Barrick Gold (NYSE: GOLD) (TSX: ABX) said on Friday it would spend $6 for every ounce of gold sold by its two mines in Tanzania on improving healthcare, education, infrastructure and access to potable water in the surrounding communities.
The Canadian gold miner, which inherited the North Mara and Bulyanhulu gold mines in the country with the re-acquisition of Acacia Mining in September 2019, also said it had committed up to $70 million for value-adding national projects.
These include mining-related training, skills development and scientific facilities at Tanzanian universities, as well as road infrastructure.
Chief executive Mark Bristow said that since resuming operations in Tanzania, Barrick has worked on rebuilding relations with the State and renewing its social licence to operate there.
The world’s second-largest gold producer was embroiled in a battle with the Tanzanian government that began in March 2017, when the country banned the export of gold and copper concentrates. The move aimed to pressure mining companies into doing more smelting and refining locally.
The export ban was soon followed by a series of allegations against Barrick’s defunct African subsidiary, Acacia Mining, including accusations from the government that the company was avoiding taxes by underreporting the value of its mineral exports from the country.
The Toronto-based miner ended the long-running row with a deal inked last year, which allowed the government to take stakes in three gold mines Acacia had in Tanzania.
Barrick now considers North Mara and Bulyanhulu gold mines as tier one assets.
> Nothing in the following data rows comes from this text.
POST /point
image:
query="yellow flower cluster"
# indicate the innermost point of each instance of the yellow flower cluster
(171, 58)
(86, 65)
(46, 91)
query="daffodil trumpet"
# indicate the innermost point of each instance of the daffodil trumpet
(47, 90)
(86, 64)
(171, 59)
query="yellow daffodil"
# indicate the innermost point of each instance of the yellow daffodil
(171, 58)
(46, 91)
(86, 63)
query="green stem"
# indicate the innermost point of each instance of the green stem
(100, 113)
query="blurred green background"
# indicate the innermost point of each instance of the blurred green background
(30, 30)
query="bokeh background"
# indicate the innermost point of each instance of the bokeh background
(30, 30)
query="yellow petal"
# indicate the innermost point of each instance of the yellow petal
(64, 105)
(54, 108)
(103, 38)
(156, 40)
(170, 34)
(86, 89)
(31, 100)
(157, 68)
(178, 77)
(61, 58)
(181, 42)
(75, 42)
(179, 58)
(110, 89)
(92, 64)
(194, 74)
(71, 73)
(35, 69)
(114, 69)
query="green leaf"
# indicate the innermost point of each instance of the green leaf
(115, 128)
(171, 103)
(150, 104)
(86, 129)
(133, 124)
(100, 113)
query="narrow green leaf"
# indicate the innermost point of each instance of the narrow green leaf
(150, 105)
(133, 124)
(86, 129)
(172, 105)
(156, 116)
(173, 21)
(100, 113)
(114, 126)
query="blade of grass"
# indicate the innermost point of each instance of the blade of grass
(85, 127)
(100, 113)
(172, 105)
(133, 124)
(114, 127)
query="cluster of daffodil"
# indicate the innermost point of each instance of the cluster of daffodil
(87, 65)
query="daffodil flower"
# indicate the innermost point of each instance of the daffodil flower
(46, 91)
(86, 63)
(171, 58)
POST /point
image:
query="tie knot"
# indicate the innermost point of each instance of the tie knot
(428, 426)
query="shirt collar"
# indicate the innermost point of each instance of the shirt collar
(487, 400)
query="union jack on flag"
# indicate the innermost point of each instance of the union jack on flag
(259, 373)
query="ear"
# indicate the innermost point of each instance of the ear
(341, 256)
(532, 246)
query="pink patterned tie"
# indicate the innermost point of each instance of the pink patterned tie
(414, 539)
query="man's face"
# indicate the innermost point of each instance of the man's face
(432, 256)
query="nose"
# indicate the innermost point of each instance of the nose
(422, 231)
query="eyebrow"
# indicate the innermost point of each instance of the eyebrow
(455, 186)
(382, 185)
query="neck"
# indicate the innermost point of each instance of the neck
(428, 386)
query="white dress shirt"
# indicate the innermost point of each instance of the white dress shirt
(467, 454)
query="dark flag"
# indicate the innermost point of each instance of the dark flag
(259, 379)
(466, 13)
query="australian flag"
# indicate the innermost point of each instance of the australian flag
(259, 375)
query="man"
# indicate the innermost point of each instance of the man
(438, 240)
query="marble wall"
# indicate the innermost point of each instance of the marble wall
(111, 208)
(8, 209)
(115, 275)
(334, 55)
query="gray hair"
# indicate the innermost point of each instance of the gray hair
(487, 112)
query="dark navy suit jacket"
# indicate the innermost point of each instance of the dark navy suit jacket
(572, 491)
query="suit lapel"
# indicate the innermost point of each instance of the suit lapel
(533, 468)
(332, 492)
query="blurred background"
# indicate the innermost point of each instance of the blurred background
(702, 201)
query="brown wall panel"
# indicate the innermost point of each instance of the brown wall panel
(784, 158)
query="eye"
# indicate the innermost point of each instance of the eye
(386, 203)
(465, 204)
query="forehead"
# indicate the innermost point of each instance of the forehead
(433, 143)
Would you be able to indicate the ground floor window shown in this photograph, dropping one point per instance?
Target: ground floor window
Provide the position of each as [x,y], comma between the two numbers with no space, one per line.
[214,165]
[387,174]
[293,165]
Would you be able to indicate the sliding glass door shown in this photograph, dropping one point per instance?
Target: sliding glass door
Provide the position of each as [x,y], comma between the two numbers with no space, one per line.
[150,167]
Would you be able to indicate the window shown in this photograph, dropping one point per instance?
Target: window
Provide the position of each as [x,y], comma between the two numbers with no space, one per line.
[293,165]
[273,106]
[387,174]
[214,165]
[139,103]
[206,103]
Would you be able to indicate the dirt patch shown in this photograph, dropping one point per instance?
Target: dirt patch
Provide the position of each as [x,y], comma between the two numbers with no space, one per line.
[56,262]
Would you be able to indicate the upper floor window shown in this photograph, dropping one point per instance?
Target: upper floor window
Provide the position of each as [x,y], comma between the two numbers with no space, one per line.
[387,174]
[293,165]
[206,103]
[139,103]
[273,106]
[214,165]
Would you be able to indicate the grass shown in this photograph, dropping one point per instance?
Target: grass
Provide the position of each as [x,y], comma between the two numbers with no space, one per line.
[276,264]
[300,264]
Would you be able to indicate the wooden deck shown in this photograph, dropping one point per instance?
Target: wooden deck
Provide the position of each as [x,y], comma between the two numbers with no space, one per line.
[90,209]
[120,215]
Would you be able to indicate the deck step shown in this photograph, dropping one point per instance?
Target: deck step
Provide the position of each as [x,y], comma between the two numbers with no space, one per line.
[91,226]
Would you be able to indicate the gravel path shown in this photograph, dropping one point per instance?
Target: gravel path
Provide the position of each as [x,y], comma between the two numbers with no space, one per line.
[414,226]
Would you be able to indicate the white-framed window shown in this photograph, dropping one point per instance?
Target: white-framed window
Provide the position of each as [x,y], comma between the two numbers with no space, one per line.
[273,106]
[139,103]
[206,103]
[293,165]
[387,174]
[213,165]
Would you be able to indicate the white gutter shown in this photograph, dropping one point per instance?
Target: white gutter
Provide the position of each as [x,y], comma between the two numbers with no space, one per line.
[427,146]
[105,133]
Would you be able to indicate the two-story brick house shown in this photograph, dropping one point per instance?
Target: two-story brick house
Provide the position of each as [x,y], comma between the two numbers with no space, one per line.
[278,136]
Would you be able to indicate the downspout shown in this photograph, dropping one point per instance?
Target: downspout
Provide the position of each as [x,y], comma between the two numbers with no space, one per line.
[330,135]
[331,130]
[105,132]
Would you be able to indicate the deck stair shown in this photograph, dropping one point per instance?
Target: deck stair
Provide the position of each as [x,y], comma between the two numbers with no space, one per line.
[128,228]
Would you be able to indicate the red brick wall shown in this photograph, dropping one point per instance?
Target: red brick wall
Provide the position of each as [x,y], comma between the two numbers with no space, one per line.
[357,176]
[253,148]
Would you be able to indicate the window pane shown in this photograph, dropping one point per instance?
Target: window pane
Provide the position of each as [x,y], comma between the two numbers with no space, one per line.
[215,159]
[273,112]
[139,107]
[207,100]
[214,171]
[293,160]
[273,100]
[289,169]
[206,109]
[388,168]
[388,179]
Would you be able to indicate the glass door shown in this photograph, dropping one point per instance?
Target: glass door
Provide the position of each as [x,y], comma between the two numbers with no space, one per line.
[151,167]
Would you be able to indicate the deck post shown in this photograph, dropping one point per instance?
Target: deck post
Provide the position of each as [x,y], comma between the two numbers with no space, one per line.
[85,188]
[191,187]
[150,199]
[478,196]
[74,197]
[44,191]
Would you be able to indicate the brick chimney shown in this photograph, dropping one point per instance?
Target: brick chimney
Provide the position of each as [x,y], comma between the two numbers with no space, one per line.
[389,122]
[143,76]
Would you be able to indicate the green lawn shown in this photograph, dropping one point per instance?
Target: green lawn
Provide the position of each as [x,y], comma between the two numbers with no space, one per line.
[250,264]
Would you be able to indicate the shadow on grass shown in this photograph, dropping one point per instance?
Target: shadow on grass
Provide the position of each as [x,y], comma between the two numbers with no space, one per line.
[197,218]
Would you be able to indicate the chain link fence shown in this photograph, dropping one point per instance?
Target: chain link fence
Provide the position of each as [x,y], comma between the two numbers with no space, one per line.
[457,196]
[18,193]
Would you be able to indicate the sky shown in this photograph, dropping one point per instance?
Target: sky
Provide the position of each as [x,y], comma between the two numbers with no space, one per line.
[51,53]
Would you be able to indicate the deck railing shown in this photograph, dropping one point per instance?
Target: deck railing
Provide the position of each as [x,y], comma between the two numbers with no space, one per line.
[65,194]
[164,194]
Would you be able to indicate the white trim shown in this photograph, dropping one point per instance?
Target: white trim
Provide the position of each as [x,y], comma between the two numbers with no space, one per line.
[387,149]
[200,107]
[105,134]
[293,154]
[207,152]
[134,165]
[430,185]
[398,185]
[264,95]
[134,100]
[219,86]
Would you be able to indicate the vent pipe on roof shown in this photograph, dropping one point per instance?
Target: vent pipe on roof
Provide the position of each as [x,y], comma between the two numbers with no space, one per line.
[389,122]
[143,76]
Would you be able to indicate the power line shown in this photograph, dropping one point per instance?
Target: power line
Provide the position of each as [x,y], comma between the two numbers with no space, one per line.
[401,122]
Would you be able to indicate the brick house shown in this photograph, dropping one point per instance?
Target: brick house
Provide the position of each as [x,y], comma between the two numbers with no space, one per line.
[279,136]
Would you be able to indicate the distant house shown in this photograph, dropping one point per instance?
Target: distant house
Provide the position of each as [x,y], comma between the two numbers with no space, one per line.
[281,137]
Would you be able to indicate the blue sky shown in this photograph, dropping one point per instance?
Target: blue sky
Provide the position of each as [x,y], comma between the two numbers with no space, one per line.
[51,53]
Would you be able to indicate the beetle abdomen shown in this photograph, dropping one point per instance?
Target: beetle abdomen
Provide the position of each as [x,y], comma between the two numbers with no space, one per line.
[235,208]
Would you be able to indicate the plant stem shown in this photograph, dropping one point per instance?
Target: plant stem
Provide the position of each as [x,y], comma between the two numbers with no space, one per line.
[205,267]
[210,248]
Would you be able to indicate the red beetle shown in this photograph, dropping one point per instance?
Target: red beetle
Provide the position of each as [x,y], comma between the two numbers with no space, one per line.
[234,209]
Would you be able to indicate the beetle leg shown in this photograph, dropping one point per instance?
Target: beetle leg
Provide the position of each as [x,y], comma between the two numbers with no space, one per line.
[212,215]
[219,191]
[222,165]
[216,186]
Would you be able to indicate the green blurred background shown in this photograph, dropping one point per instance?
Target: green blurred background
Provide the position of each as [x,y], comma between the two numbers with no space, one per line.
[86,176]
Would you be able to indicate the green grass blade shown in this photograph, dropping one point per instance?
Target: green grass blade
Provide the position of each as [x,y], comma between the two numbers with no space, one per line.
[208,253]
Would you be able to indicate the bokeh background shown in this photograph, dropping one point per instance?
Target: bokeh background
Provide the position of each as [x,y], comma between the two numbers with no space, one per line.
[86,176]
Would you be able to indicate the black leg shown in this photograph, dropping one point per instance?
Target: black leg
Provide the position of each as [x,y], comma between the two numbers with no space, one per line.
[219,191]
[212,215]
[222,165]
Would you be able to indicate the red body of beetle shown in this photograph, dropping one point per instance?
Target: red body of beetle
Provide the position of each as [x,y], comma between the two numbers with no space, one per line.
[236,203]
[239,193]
This means they have a reserve potential to deliver a minimum 10-year life, annual production of at least 500,000 ounces of gold and total cash costs per ounce over the mine life that are in the lower half of the industry cost curve.
The company, however, still faces allegations of being somehow tied to local police’s abuse of force around the mines it runs in the African nation.
A UK-based corporate watchdog said in a recent report that since Barrick took operational control of the North Mara mine, at least four people have been killed and seven others seriously injured by local police, sometimes after villagers enter the site in search of waste rock.
RAID’s fresh allegations, which follow the group’s interviews with more than 90 people over the past 28 months, highlight current challenges to miners’ attempt of overhauling their relations with local communities at a time of rising investor scrutiny on environmental and social issues.
Barrick has repeatedly said the allegations, particularly the RAID report, are misleading, as local police operate independently while hired security within the mine site is performed by unarmed employees of a local company.